Search code examples
pythonlist-comprehensionjupyter-labfor-in-loop

How come this List Comprehension does not produce the same results as this for/in loop?


Generating a List of random strings, then using a for/in loop and also a List Comprehension expresison to fund the longest string and the length of that string.

Both techniques compute the max length correctly, but sometimes the for/in loop finds the same longest word as the List Comprehension, sometimes not. Why?

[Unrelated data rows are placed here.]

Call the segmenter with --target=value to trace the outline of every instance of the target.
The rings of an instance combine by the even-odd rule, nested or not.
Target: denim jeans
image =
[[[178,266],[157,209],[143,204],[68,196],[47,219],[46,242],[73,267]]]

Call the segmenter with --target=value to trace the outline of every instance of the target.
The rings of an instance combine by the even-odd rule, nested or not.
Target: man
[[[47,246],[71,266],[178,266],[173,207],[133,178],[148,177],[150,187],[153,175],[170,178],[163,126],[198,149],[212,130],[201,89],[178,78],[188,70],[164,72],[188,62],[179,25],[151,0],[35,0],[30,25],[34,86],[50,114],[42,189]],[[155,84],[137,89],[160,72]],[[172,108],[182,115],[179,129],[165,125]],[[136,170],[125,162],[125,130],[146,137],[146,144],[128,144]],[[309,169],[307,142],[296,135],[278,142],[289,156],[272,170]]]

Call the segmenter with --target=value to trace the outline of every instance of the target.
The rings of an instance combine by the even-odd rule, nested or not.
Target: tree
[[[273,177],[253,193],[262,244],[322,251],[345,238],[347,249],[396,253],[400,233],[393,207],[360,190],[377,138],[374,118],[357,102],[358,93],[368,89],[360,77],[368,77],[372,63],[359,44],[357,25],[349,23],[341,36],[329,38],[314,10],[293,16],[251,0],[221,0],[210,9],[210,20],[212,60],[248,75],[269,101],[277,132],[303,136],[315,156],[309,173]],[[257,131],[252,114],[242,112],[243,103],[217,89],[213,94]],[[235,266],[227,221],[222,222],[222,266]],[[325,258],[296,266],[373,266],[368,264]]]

What's the logic error?

import random
import string
def cobble_large_dataset(dataset_number_of_elements):
    '''
    Build a list of Lists, each List is a String of a random sequence of 1-10 characters
    '''
    myList = []         # Empty List   
    for i in range(0,dataset_number_of_elements):
        string_length = random.randint(1, 10)
        tmp = ''.join(random.choices(string.ascii_uppercase + string.digits, k=string_length))  # https://stackoverflow.com/questions/2257441/random-string-generation-with-upper-case-letters-and-digits
        tmp = [tmp]
        #print(tmp)
        myList.extend([tmp])
    return myList    

def list_comprehension_test(wordsList):
    '''
    Process a List of Lists using List Comprehension. 
    Each List in the List of Lists is a single String
    '''
    start_time = time.time()
   
    maximumWordLength, longest_word = max([(len(x[0]), x[0]) for x in wordsList]) # This works because x is a List of strings
    return ((time.time() - start_time), longest_word, maximumWordLength)

def brute_force_test(wordsList):
    '''
    Process a List of Lists using a brute-force for/in loop. 
    Each List in the List of Lists is a single String    
    '''
    start_time = time.time()
    maximumWordLength = 0
    for word in wordsList:
        tmp = word[0]
        #print(tmp)
        if (len(tmp) >= maximumWordLength):
            maximumWordLength = len(tmp)
            longest_word = tmp
            #print(tmp)
            #print(longest_word + " : " + str(maximumWordLength))
    return ((time.time() - start_time), longest_word, maximumWordLength)

import time
start_time = time.time()
dataset = cobble_large_dataset(100)
print (str(len(dataset)) + ' Strings generated in ' + str((time.time() - start_time)) + ' seconds.')

# Let's see if both techniques produce the same results:
result_brute_force = brute_force_test(dataset)
print('Results from Brute Force = ' + result_brute_force[1] + ', ' + str(result_brute_force[2]) + ' characters' )
result_list_comprehension = list_comprehension_test(dataset)
print('Results from List Comprehension = ' + result_list_comprehension[1] + ', ' + str(result_list_comprehension[2]) + ' characters' )
if (result_list_comprehension[1] == result_brute_force[1]):
    print("Techniques produced the same results.")
else:
    print("Techniques DID NOT PRODUCE the same results

Solution

  • In your list comprehension case, you want to tell max to just operate on the first item in each of the pairs of values in the list. This is the equivalent of what the for-loop case is doing, since it only considers the length of each string. So you want:

    maximumWordLength, longest_word = max(
        [(len(x[0]), x[0]) for x in wordsList],
        key = lambda x: x[0])  # This works because x is a List of strings
    

    As others have already pointed out, you also want to change the >= comparison in the brute-force case to >. If you make these two changes, you will get the same result from your two methods.